Unter Aktivisten, die im Namen des Panafrikanismus in vielen französischsprachigen afrikanischen Staaten den Kurs der AES lautstark unterstützen, wurden deswegen bereits Enttäuschung und Unmut über Faye laut. In den einschlägigen Diskussionsforen, die vor allem in diversen Whatsapp-Gruppen rege Teilnahme verzeichnen, wurde er in den vergangenen Wochen wiederholt als schein­heilig und unzuverlässig attackiert. Als Vorbild wird dort vor allem der bur­kinische Juntachef Ibrahim Traoré gefeiert.

Autoritären Regimes gefällt das

In Burkina Fasos Hauptstadt Ouaga­dougou blieb die regierende Militärjunta eine genauere Auskunft über das zukünftige Strafmaß bei homosexuellen Handlungen noch schuldig. Dem erwähnten Gesetzentwurf zufolge droht außerdem bei »Verhaltensweisen und Handlungen, die gegen die Interessen Burkina Fasos gerichtet sind«, der Entzug der Staatsbürgerschaft – eine Generalklausel, die weiten Spielraum bei der Auslegung lässt. So etwas gefällt autoritären Regimes, und als solches gebärdet sich die Militärregierung in Ouagadougou immer deutlicher.

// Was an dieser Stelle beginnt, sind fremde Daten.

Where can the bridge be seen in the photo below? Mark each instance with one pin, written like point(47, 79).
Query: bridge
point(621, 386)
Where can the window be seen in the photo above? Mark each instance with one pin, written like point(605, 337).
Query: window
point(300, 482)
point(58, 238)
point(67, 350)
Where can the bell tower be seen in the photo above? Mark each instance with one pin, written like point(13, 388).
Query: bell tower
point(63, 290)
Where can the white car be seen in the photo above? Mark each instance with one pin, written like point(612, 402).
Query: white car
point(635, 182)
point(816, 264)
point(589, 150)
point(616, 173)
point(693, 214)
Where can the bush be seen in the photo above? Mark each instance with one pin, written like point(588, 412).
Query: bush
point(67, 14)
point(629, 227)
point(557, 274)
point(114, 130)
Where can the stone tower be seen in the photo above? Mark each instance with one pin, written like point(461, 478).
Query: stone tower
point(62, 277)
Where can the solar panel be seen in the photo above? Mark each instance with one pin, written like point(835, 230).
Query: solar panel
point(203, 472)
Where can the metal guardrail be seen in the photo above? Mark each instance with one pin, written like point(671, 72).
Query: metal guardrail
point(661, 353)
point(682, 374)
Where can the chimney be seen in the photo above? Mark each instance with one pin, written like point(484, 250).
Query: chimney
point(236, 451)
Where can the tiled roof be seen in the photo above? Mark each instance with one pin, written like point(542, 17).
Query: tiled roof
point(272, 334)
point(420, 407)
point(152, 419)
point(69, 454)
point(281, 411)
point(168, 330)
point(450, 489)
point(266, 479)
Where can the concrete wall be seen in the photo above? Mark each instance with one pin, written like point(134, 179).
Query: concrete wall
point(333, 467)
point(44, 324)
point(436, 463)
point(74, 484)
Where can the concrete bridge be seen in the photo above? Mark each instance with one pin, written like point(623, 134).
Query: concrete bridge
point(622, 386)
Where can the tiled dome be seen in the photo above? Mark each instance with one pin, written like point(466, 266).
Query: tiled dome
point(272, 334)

Und nicht nur diese. In Mali ließ sich die 2020/2021 aus dem Militär hervorgegangene »Übergangsregierung« im Mai von einer politischen »Nationalkonferenz« dazu auffordern, weitere zwei bis fünf Jahre im Amt zu bleiben. Am 10. April hatte sie per Dekret vorläufig alle Aktivitäten politischer Parteien verboten, zudem auch »politische Tätigkeiten von Nichtregierungsorganisa­tionen«. Dieses Verbot, über das auch die Meinung der Junta-Unterstützer keineswegs einhellig war, wurde jedoch am 10. Juli wieder aufgehoben.

Und nicht nur Russland unterstützt die sich immer autoritärer gebärdenden Militärregierungen im Sahel. Die in London ansässige Syrische Beobachtungsstelle für Menschenrechte berichtete im Mai, 1.000 islamistische syrische Kombattanten, die die Türkei in dem Land kommandiert hatte, hielten sich im Dienste der Staatspräsident Recep Tayyip Erdoğan nahestehenden Söldnerfirma Sadat in der Sahelzone auf, insbesondere in Niger, wo die Mi­litärjunta in den vergangenen Tagen mit öffentlichen Feierlichkeiten das einjährige Jubiläum ihrer Machtübernahme beging.

Dem Bericht zufolge bewachen die syrisch-türkischen Söldner dort Bergwerke und Militäreinrichtungen, könnten aber auch gegen örtliche Jihadisten zum Einsatz kommen. Neun der Söldner seien bis dato getötet worden. Die Truppe arbeitete mit rus­sischen Mitgliedern des Afrikakorps zusammen: Anders als in Syrien, wo Russland und die Türkei unterschiedliche Seiten im Bürgerkrieg unterstützten, kooperieren sie im Sahel offenbar.